1945年頃【16才】
占領軍の兵士に理不尽な暴力を受けた手塚治虫は、意思の疎通の欠如を呪います。この経験が異なる存在同士の軋轢という作品のテーマにつながっていきます。
手塚治虫エッセイ集より
そして、占領軍がやってきた。
「ヤンキーが来たらなぐり殺されるぞ」
「なにもかも強奪されるぞ」
「女子供は外へ出るな!」
という噂(うわさ)をよそに、かれらはやってきた。
ジープに乗り、軍服をスマートに着こなし、すこぶるかっこよく(この時代には、こんなことばはなかった……)かれらはやってきた。
都会へ、農村へ、集会場へ、ビルの中へ、そして、学校へ……。
現金なもので、相手がさほど危険なものでなく、一応紳士であるとわかると、大衆はやたらにべたべたしだした。
マッカーサーの占領政策の中の軍規律はかなり厳しいものであったらしい。
表面的にはにこやかで、博愛精神の押しつけを始めた。それが同情と慰撫(いぶ)に飢えている大衆の目には、天から降った英雄のように見えた。

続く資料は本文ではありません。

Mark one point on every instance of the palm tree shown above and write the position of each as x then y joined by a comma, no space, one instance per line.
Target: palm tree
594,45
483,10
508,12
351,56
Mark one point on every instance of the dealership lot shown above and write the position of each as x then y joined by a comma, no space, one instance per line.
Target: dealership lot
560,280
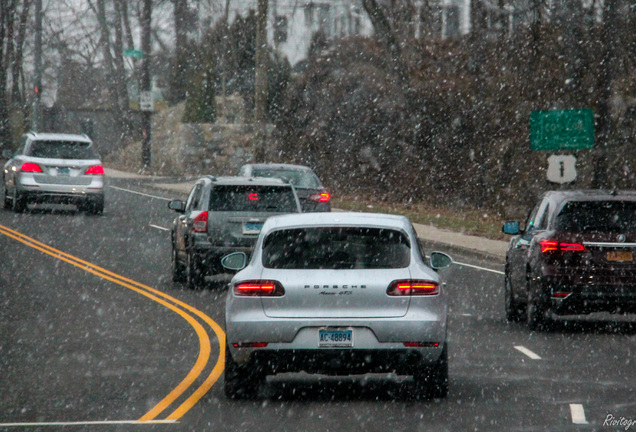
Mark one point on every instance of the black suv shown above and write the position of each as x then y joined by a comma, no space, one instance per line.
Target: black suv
575,255
312,194
223,215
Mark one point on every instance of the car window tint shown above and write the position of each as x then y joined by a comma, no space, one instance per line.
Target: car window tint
542,218
194,198
295,177
62,150
336,248
597,216
253,198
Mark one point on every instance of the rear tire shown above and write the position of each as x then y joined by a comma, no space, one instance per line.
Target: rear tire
94,206
433,382
178,269
8,201
19,202
194,273
241,382
514,312
537,309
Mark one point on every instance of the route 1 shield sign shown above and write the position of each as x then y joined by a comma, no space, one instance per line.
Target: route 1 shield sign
561,168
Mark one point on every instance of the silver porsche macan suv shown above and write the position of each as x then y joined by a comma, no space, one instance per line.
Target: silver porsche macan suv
54,168
338,294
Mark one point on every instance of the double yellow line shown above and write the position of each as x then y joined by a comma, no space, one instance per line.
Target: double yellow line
186,311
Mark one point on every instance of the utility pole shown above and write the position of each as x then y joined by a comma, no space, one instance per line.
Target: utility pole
146,114
37,74
260,81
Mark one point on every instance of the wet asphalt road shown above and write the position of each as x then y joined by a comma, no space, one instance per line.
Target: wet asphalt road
94,336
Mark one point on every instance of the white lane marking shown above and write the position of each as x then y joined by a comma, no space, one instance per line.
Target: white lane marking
87,423
158,227
478,268
140,193
578,414
527,352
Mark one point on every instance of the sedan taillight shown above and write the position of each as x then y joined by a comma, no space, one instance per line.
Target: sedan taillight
553,246
412,287
259,288
95,170
200,223
320,197
30,167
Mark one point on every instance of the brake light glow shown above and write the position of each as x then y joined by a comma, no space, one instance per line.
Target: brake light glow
95,170
30,167
320,197
259,288
413,287
200,223
552,245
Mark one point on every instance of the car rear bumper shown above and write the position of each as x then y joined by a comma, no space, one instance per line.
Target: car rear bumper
345,361
615,297
296,341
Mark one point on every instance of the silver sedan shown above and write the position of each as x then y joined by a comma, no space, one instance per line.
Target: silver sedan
338,294
54,168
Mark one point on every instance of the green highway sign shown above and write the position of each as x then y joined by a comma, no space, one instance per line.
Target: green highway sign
562,129
133,53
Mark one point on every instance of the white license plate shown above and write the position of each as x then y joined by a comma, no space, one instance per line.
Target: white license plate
252,228
620,256
335,338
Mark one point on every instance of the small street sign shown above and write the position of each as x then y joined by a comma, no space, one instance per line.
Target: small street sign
146,101
561,169
133,53
562,129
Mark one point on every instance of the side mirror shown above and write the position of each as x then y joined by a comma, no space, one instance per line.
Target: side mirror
440,260
177,205
234,261
511,227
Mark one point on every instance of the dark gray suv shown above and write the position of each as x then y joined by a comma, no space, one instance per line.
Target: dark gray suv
223,215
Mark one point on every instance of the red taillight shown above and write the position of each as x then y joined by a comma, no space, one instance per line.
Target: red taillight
552,245
249,344
259,288
421,344
321,197
30,167
200,223
95,170
412,287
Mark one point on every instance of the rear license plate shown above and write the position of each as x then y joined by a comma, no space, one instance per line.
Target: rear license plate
620,256
252,228
335,338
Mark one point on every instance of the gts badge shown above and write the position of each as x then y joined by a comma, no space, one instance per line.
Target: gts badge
336,287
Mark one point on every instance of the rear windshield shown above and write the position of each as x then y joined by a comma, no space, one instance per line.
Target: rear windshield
597,216
278,199
336,248
62,150
298,178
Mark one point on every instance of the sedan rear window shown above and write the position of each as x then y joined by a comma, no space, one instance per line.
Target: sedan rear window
597,216
295,177
276,199
62,150
336,248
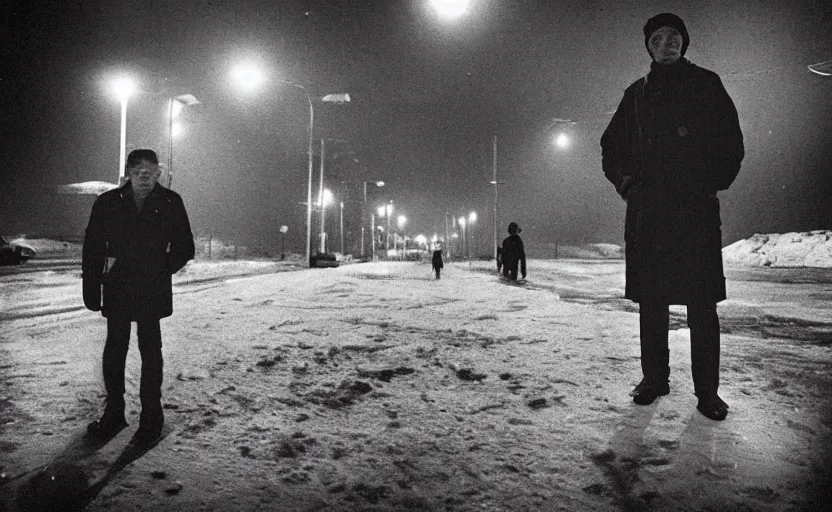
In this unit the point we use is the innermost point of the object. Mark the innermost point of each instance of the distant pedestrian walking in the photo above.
(138, 236)
(436, 260)
(514, 254)
(673, 142)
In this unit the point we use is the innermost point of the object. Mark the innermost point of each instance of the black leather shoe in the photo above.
(647, 392)
(713, 408)
(150, 426)
(110, 424)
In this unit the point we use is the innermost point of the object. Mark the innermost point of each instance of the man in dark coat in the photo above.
(138, 236)
(673, 143)
(436, 260)
(513, 253)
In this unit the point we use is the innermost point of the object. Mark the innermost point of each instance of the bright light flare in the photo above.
(326, 199)
(123, 87)
(451, 8)
(247, 76)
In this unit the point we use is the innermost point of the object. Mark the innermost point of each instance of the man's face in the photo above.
(665, 45)
(144, 175)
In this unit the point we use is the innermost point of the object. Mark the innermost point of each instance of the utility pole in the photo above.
(321, 196)
(495, 183)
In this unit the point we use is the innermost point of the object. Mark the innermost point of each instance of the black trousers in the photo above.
(115, 356)
(510, 270)
(654, 320)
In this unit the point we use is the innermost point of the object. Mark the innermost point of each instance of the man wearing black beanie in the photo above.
(672, 144)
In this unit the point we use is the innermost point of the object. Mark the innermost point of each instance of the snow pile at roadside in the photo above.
(806, 249)
(45, 246)
(554, 250)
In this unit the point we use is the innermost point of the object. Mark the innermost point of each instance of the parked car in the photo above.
(15, 253)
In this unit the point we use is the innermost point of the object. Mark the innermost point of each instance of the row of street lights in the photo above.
(247, 77)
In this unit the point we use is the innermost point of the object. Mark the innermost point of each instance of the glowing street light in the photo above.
(401, 222)
(472, 217)
(364, 209)
(247, 77)
(324, 199)
(462, 223)
(123, 87)
(451, 8)
(175, 107)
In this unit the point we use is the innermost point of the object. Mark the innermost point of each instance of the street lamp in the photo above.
(364, 211)
(175, 106)
(401, 221)
(462, 223)
(248, 77)
(283, 230)
(472, 217)
(324, 199)
(123, 87)
(389, 212)
(342, 228)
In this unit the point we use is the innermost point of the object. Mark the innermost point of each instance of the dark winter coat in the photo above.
(148, 246)
(514, 253)
(673, 142)
(436, 260)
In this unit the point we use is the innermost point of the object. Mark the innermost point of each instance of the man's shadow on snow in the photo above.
(622, 459)
(699, 446)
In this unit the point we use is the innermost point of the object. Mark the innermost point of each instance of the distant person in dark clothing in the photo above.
(436, 260)
(138, 236)
(673, 143)
(513, 253)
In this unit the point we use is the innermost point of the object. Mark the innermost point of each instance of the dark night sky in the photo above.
(428, 96)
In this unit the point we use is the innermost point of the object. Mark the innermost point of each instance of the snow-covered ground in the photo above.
(807, 249)
(376, 387)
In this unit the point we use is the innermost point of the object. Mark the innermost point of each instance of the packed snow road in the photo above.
(377, 387)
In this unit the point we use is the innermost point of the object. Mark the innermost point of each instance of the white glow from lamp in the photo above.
(451, 8)
(247, 76)
(124, 87)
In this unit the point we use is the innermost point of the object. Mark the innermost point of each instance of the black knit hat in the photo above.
(137, 155)
(666, 19)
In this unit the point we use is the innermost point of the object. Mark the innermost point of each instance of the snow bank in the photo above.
(807, 249)
(552, 250)
(44, 246)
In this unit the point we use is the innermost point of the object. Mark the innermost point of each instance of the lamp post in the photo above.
(283, 230)
(472, 217)
(175, 106)
(342, 228)
(123, 87)
(462, 223)
(389, 212)
(249, 77)
(364, 213)
(323, 200)
(401, 222)
(495, 184)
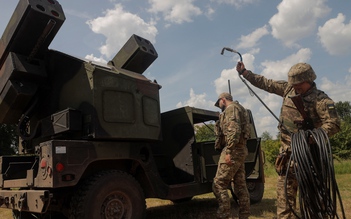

女性にはやたらと慇懃(いんぎん)だが、かとおもうと、しきりに暴力沙汰(ざた)を繰り返し、そして、たいてい日本人側は泣き寝入りするよりしかたがないのであった。
宝塚もご多分にもれず米軍高級将校の宿舎になった。
ある日、四、五人の酔っ払い兵がぼくとすれちがった。
「××××××」
と、兵隊がぼくに何か訊(たず)ねた。
残念ながら、「敵性語」ということで英語の勉強を中断されたっきりのぼくにとっては、まったくチンプンカンプンである。
「ホワット? ホワット!」
と訊(き)き返すのがせいいっぱいだ。
するとたちまち、ボカーッとなぐられて、ぼくは地面へ叩きつけられた。
痛さに耐えかねて起き上がれない。
ウワッハハハ……笑いとばして米兵は行ってしまった。
手も足も出ない。
占領軍に反抗すれば、射殺されても文句が言えない時代なのである。
腹立たしいやら口惜しいやら、意思の疎通の欠如を、ぼくはひどく呪(のろ)った。
マンガ「すきっ腹のブルース」原画より
当分のあいだ、この厭(いや)な思い出はぼくから頑強に離れず、しぜん、ぼくの漫画のテーマに、そのパロディーがやたらと現れた。
地球人と宇宙人の軋轢(あつれき)、異民族間のトラブル、人間と動物との誤解、そして、ロボットと人間との悲劇……アトムのテーマがこれなのである。